I have a proof to this that seems correct and rigorous, but I have been in an echo chamber with no feedback from a teacher/answer key on my math lately, so I'm looking for confirmation.
Proof:
Suppose $\lim_{x\to 0} f(x)g(x)$ exists and is equal to M.
For any $\epsilon$, define $\epsilon_1 = \frac{|L|\epsilon}{2(1+\left|\frac{M}{L}\right|)}$. This means that for all $\epsilon > 0$, $\epsilon_1 > 0$.
Then for any $\epsilon > 0$, there exists $\delta_1 > 0$ such that for all $x$,
if $0 < |x| < \delta_1$, then $|f(x)g(x)-M| < \epsilon_1$.
Since the limit of $f$ is given, for any $\epsilon > 0$, there exists $\delta_2 > 0$ such that for all $x$,
if $0 < |x| < \delta_2$, then $|f(x)-L| < \epsilon_1$
By taking $\epsilon = 1+|\frac{M}{L}|$, there exists $\delta_{21} > 0$ such that for all $x$,
if $0 < |x| < \delta_{21}$, then $|f(x)-L| < \frac{|L|}{2}$
Define $\delta = \min(\delta_1,\delta_2,\delta_{21})$
For any $\epsilon > 0$, and for all $x$,
if $0 < |x| < \delta$, then $|f(x)-L| < \epsilon_1$, and $|f(x)-L| < \frac{|L|}{2}$, and $|f(x)g(x)-M| < \epsilon_1$.
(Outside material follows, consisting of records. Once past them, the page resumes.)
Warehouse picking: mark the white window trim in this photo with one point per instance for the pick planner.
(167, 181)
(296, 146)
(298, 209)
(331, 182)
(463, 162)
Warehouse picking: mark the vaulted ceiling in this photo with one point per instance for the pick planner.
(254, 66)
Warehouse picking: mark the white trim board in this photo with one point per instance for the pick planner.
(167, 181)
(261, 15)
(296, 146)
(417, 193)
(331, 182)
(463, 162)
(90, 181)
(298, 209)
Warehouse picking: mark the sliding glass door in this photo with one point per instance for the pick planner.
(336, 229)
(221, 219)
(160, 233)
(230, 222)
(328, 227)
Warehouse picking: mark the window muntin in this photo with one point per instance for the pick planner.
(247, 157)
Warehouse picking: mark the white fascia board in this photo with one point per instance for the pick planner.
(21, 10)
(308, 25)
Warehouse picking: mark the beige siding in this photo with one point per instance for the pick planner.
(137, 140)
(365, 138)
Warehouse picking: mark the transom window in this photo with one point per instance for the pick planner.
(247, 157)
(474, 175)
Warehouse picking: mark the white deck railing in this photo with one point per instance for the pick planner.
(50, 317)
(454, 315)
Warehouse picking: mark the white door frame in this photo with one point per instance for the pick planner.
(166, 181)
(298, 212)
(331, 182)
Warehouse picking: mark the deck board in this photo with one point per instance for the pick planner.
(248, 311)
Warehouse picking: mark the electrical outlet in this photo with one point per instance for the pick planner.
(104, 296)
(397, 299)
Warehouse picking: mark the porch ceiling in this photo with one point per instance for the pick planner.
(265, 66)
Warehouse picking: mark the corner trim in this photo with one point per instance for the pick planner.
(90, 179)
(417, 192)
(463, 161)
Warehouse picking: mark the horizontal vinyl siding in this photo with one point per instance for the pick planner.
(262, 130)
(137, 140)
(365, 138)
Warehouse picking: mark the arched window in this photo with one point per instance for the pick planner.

Manipulating the last inequality, $$\left|f(x)\left(g(x)-\frac{M}{L}\right)+\frac{M}{L}(f(x)-L)\right| < \epsilon_1$$ $$\left|f\left(x\right)\right|\left|g\left(x\right)-\frac{M}{L}\right|-\left|\frac{M}{L}\right|\left|f\left(x\right)-L\right| < \epsilon_1$$ Based on $|f(x)-L| < \frac{|L|}{2}$, it is true that $|f(x)| > \frac{|L|}{2}$. Using this and $|f(x)-L| < \epsilon_1$, $$\frac{\left|L\right|}{2}\left|g\left(x\right)-\frac{M}{L}\right|-\left|\frac{M}{L}\right|\epsilon_1 < \epsilon_1$$ $$\left|g\left(x\right)-\frac{M}{L}\right|<\frac{2\left(1+\left|\frac{M}{L}\right|\right)\epsilon_1}{\left|L\right|} = \epsilon$$
Therefore, $\lim_{x\to 0} g(x) = \frac{M}{L}$.
Contradiction.
$\lim_{x\to 0} f(x)g(x)$ does not exist.
Please also give any critique on my formatting/wording since I have minimal experience with it.